I’d never actually been to one of these things before. Carlo Ople of New Media Philippines was organizing this series of meetings between bloggers and political candidates and would-be political candidates for 2010, and in the evening of November 12, 2009 at Dulcinea was a dinner with Akbayan Party-List Rep. Risa Hontiveros. From what my friend the wonk told me, she was left-leaning and supported the Reproductive Health Bill. Which was weirdly disappointing because it looked like we would agree on everything, and then I would therefore have nothing interesting to ask.

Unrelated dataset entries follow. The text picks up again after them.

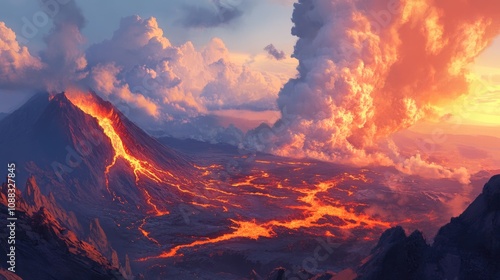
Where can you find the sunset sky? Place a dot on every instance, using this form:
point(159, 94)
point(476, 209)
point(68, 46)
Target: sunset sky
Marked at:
point(257, 24)
point(193, 69)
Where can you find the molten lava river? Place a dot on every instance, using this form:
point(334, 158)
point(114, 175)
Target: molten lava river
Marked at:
point(263, 206)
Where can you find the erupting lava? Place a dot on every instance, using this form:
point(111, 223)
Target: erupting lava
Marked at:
point(302, 205)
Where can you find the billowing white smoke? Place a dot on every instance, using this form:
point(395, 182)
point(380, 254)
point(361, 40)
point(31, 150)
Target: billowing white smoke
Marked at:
point(174, 88)
point(60, 64)
point(16, 62)
point(369, 68)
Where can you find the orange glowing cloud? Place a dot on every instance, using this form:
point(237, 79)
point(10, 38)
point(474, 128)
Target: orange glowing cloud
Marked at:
point(371, 68)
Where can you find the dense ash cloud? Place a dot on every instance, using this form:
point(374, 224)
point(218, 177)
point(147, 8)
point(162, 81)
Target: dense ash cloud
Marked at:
point(274, 52)
point(370, 68)
point(216, 13)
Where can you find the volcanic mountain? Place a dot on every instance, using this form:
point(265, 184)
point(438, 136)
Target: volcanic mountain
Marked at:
point(99, 186)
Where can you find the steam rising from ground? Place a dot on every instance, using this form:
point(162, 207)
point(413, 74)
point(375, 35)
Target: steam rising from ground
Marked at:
point(371, 68)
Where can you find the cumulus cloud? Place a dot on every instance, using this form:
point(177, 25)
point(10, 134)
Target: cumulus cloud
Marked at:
point(218, 12)
point(370, 68)
point(274, 52)
point(61, 63)
point(183, 82)
point(16, 62)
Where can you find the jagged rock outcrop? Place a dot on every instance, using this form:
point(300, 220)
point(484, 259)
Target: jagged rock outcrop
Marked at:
point(47, 250)
point(466, 248)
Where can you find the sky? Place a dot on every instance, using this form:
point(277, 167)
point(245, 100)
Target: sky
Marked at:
point(222, 70)
point(261, 23)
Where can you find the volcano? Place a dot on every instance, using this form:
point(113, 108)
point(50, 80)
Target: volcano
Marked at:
point(157, 208)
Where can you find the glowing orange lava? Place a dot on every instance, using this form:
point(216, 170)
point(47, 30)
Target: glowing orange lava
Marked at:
point(249, 230)
point(105, 117)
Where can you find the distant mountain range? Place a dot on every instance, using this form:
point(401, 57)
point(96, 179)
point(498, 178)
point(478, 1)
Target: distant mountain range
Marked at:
point(98, 198)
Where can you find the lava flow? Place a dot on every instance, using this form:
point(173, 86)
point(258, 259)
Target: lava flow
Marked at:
point(298, 205)
point(104, 117)
point(307, 215)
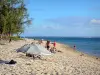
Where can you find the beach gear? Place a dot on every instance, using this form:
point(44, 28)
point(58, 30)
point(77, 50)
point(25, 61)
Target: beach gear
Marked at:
point(34, 49)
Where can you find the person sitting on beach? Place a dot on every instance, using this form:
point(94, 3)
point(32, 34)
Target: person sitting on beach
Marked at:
point(48, 45)
point(54, 44)
point(53, 50)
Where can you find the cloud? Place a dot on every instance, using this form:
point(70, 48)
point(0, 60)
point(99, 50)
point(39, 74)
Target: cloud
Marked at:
point(95, 8)
point(70, 21)
point(55, 27)
point(95, 21)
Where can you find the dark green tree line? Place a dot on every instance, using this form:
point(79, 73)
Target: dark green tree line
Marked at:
point(13, 17)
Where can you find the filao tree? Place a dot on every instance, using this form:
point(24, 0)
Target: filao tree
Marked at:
point(13, 17)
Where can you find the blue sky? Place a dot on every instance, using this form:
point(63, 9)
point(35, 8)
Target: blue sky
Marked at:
point(71, 18)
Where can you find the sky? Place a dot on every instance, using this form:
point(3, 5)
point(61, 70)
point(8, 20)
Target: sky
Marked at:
point(70, 18)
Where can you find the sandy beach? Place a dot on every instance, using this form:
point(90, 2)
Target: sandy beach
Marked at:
point(66, 62)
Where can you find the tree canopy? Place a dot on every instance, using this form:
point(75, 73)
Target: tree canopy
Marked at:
point(13, 17)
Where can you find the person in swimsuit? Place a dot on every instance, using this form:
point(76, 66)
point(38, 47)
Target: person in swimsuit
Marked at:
point(48, 45)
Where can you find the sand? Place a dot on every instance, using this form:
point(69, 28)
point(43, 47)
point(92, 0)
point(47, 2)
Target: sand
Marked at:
point(66, 62)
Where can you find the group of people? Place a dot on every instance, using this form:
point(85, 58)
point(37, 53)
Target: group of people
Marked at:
point(51, 49)
point(48, 45)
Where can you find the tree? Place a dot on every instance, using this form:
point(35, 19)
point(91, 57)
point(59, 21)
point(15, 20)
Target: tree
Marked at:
point(13, 17)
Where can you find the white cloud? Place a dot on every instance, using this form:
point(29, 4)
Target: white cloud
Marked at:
point(94, 21)
point(52, 27)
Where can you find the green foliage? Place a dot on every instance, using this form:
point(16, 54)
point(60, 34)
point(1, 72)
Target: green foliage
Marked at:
point(13, 17)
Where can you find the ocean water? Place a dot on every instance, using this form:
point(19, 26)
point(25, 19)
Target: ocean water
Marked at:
point(89, 46)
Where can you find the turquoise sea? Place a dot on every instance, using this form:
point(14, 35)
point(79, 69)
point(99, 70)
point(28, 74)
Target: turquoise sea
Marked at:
point(89, 46)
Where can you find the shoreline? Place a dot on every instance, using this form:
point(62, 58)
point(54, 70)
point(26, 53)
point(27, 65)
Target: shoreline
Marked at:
point(68, 61)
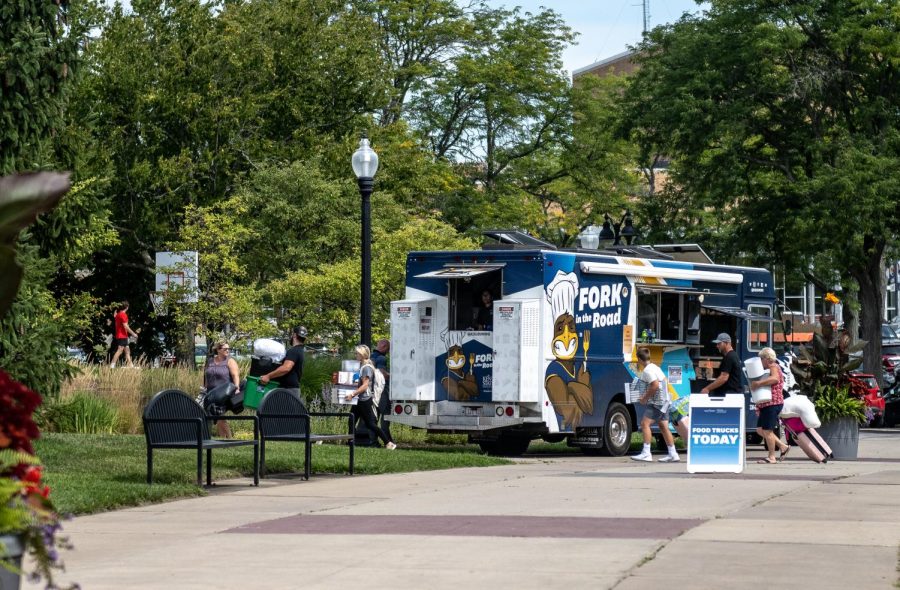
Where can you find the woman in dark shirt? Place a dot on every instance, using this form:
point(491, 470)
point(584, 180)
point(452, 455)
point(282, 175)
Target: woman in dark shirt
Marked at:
point(219, 370)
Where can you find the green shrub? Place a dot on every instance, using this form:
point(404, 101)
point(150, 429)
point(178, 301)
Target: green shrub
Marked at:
point(82, 413)
point(836, 402)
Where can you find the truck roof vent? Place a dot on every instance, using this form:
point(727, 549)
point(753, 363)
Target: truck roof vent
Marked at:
point(514, 238)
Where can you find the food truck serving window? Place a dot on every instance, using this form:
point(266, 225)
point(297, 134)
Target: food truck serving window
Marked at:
point(467, 306)
point(760, 331)
point(673, 316)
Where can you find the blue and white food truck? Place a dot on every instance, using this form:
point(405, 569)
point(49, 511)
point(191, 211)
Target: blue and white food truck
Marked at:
point(557, 356)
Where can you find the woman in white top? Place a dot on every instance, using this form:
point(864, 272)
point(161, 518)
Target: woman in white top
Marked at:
point(656, 399)
point(365, 408)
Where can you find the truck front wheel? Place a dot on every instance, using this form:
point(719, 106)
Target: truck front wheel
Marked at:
point(617, 430)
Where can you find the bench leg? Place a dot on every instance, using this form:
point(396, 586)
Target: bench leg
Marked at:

Of course, the entire dinner turned out to be interesting and insightful. Rep. Hontiveros’ platform centered on Health, Education and Employment. A representative of the party list Akbayan, she is a staunch supporter of women and gay rights. She shared her experiences with the dialog with religious groups regarding the RH bill, some of them extremely encouraging. For instance, Muslim religious leaders say that when women have access to reproductive choices, they will be able to fulfill their duties as mothers better, which is very much in line with their beliefs. Then there was also the idea — which I’d not really thought of till then — of the Church being a church of people, and not just of priests, cardinals and the Pope. That the Church should listen to what its faithful want and need, and not just let the leaders decide among themselves. I think this will help not just the dialog on reproductive health, but in making the Church more relevant in the world. Applications for the priesthood have been fewer and fewer the past several years — a symptom, I think, of this organization’s problem. (Not that I’m pushing for a stronger, bigger Church — organized religion is not one of my favorite things, my fondness for Jesuits notwithstanding –but most of my friends and relatives are Catholic, and it pains me to see them part of such an oppressive institution.)
Ironically, that night, the Comelec disqualified Ang Ladlad from running as a party list in the 2010 elections, on “moral grounds”, citing passages from the Bible and the Koran.